World's oldest urban landscape? 13,800-year-old engraving depicts Stone Age hunter gatherer campsite
The world's first piece of landscape art may have been discovered in Spain, depicting what appears to be a Stone Age hunter-gatherer campsite 13,800 years ago. Landscapes and images of everyday life were "scarcely represented" in Paleolithic art, with those featuring huts and campsites particularly rare.
However, engravings found at the Molí del Salt (MS) site in Spain appear to show just that. Researchers from the University of the Basque Country and the Catalan Institute of Human Paleoecology and Social Evolution published their findings in the journal PLOS One.

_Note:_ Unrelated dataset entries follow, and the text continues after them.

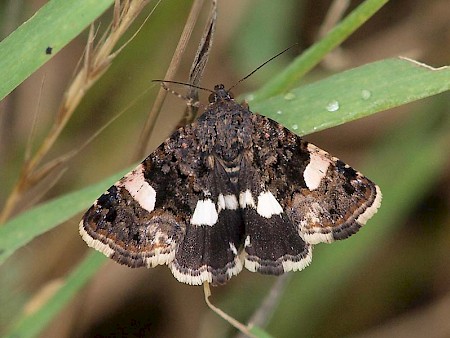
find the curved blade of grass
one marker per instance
(313, 55)
(405, 167)
(21, 230)
(390, 83)
(31, 325)
(54, 25)
(353, 94)
(34, 222)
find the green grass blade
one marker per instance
(353, 94)
(54, 25)
(31, 325)
(34, 222)
(405, 168)
(311, 57)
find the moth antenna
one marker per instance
(182, 83)
(262, 65)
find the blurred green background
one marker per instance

Normally, engravings from this period show animals and signs linked to magic or religious conceptions, the team said. "This slab displays seven semi-circular motifs that may be interpreted as the representation of dome-shaped huts," they wrote. "The analysis of individual motifs and the composition, as well as the ethnographic and archaeological contextualisation, suggests that this engraving is a naturalistic depiction of a hunter-gatherer campsite."
The slab has seven engraved semi-circular motifs on with internal lines arranged in two rows. Analysis of motifs and composition together with archaeological records led authors to come to the conclusion it depicts a campsite.
Camps and huts were thought to be the first stage in the contraction of the human landscape. While documented dwellings are not common, some remnants of dwelling structures have been identified and these tend to exhibit circular or oval plans. The MS slab appears to show seven semi-circular huts, the researchers said.
"The MS engraving shows the possibility of interpreting some of the signs of Palaeolithic art as representations of tangible images from real perceptions," the team wrote, saying the engraving can be considered as a "frozen and photographic image" of a human landscape, offering a "different version of Palaeolithic art based on a social image".
"This engraving is one of the few examples of architecture and anthropic landscape art so far documented in Palaeolithic archaeology. Unlike other purported examples of landscape depictions, it mainly represents a human landscape, suggesting that the human world was the main concern of the artist. Given the social meaning of campsites in a hunter-gatherer organisation, it can be considered one of the first artistic representations of the domestic and social space of a human group."